The intelligent optimization approach is a cutting-edge issue in the computer domain and it is also one of a researching focus for the computer scholars. So making a study on the optimization algorithm of which the particle swarm optimization (PSO) being combined into the optimization approach on fishing strategy (FSOA) has an application background and a practical significance.
     The main contents of this dissertation are summarized as follows:
     (1) The background、purpose and significance of the research on intelligent optimization approach are summarized. The principle and the process of FSOA and PSO are separately introduced and related research progresses are also introduced.

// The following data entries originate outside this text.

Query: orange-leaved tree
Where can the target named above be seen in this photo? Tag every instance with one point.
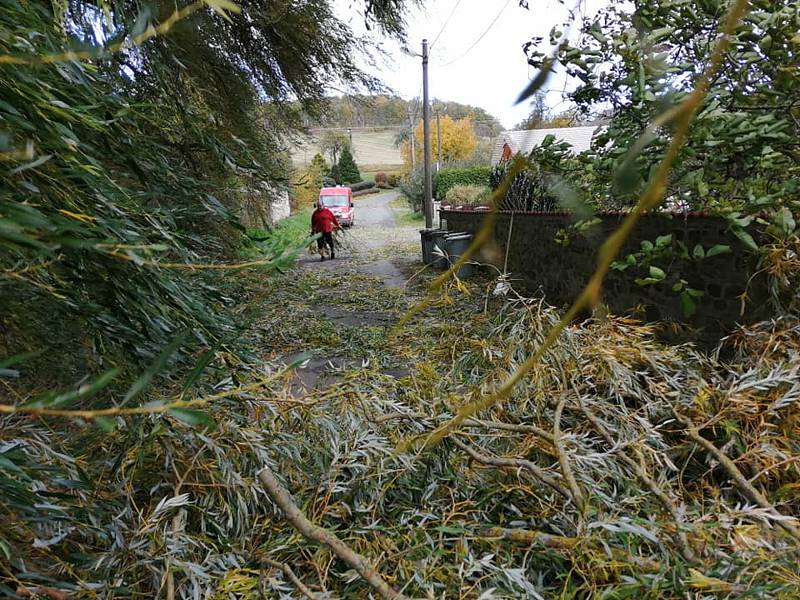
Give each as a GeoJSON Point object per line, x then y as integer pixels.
{"type": "Point", "coordinates": [458, 141]}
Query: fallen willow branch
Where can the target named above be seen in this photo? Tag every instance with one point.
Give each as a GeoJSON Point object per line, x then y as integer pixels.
{"type": "Point", "coordinates": [566, 469]}
{"type": "Point", "coordinates": [515, 463]}
{"type": "Point", "coordinates": [738, 477]}
{"type": "Point", "coordinates": [294, 515]}
{"type": "Point", "coordinates": [501, 425]}
{"type": "Point", "coordinates": [530, 537]}
{"type": "Point", "coordinates": [287, 570]}
{"type": "Point", "coordinates": [679, 538]}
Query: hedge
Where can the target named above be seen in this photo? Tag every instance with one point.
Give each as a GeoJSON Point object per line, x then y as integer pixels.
{"type": "Point", "coordinates": [449, 178]}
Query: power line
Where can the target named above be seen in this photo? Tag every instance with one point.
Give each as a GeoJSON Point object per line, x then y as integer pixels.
{"type": "Point", "coordinates": [446, 21]}
{"type": "Point", "coordinates": [476, 42]}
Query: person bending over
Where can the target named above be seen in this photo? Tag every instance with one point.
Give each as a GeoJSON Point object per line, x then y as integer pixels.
{"type": "Point", "coordinates": [323, 221]}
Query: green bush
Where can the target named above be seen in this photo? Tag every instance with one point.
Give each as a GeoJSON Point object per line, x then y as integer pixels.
{"type": "Point", "coordinates": [413, 186]}
{"type": "Point", "coordinates": [449, 178]}
{"type": "Point", "coordinates": [468, 194]}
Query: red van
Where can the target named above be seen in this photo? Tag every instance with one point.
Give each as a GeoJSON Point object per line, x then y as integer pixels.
{"type": "Point", "coordinates": [340, 201]}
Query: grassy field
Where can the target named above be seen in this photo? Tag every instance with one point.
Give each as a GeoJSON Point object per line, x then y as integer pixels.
{"type": "Point", "coordinates": [403, 213]}
{"type": "Point", "coordinates": [374, 150]}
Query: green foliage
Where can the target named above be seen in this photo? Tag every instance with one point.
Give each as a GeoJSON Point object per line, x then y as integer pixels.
{"type": "Point", "coordinates": [120, 177]}
{"type": "Point", "coordinates": [380, 110]}
{"type": "Point", "coordinates": [448, 178]}
{"type": "Point", "coordinates": [309, 181]}
{"type": "Point", "coordinates": [413, 187]}
{"type": "Point", "coordinates": [333, 142]}
{"type": "Point", "coordinates": [348, 168]}
{"type": "Point", "coordinates": [741, 154]}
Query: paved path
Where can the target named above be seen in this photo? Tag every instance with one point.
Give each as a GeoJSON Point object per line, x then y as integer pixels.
{"type": "Point", "coordinates": [379, 247]}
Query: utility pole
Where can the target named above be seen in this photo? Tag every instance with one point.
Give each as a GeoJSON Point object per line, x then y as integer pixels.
{"type": "Point", "coordinates": [438, 143]}
{"type": "Point", "coordinates": [426, 138]}
{"type": "Point", "coordinates": [411, 138]}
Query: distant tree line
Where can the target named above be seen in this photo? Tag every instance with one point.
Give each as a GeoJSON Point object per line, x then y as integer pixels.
{"type": "Point", "coordinates": [381, 110]}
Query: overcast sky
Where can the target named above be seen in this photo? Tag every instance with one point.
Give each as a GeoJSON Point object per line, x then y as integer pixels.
{"type": "Point", "coordinates": [490, 75]}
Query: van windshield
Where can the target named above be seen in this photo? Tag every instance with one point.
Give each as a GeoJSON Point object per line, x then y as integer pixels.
{"type": "Point", "coordinates": [333, 200]}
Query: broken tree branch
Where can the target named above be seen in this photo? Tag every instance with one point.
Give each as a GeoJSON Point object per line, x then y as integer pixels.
{"type": "Point", "coordinates": [680, 536]}
{"type": "Point", "coordinates": [516, 463]}
{"type": "Point", "coordinates": [295, 516]}
{"type": "Point", "coordinates": [738, 478]}
{"type": "Point", "coordinates": [287, 570]}
{"type": "Point", "coordinates": [566, 469]}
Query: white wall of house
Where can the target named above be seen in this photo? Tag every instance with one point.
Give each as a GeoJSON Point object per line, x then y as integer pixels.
{"type": "Point", "coordinates": [280, 207]}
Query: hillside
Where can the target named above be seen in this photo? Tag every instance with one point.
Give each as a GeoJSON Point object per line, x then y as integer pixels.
{"type": "Point", "coordinates": [376, 121]}
{"type": "Point", "coordinates": [372, 147]}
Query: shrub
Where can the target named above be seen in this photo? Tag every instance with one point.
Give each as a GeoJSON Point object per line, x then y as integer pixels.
{"type": "Point", "coordinates": [468, 194]}
{"type": "Point", "coordinates": [448, 178]}
{"type": "Point", "coordinates": [347, 167]}
{"type": "Point", "coordinates": [530, 190]}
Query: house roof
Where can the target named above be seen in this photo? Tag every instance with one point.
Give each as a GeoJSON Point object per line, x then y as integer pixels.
{"type": "Point", "coordinates": [525, 140]}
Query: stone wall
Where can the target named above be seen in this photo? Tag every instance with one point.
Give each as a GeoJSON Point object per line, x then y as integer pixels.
{"type": "Point", "coordinates": [560, 271]}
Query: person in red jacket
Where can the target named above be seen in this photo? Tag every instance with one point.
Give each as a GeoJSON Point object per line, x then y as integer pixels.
{"type": "Point", "coordinates": [323, 221]}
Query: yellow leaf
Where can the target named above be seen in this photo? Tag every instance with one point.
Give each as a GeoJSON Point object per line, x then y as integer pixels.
{"type": "Point", "coordinates": [77, 216]}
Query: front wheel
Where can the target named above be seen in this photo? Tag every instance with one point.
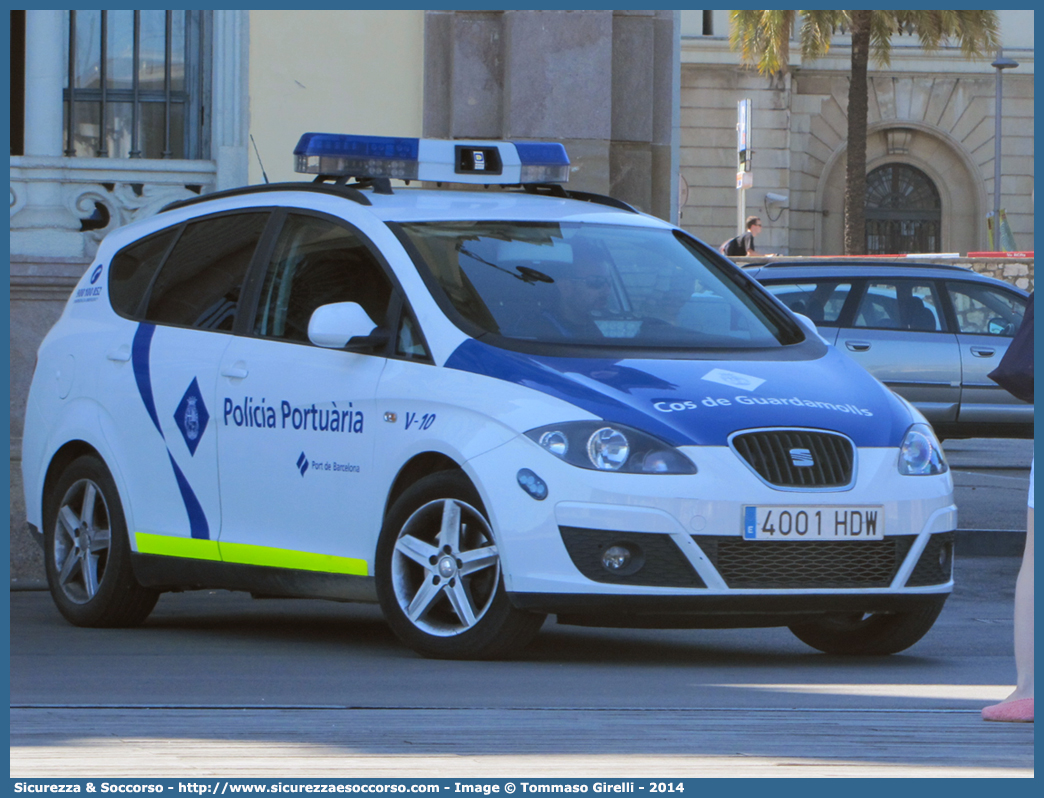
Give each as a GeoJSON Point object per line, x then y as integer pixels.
{"type": "Point", "coordinates": [872, 634]}
{"type": "Point", "coordinates": [439, 574]}
{"type": "Point", "coordinates": [87, 550]}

     (2) An optimization algorithm of which PSO being combined into FSOA is presented (FPSOA), based on analyzing the shortcoming of FSOA and PSO. The algorithm is that every fisher makes use of an agile, mobile and multipoint random casting fishnet strategy in the fishing activity, and chooses different detection strategy according to different fishing circumstances. It shows, from the experimental and simulated results of typical functions’optimization, that the optimization approach has the performance of a rapid convergence rate, a high accurate numerical solution and a good stability.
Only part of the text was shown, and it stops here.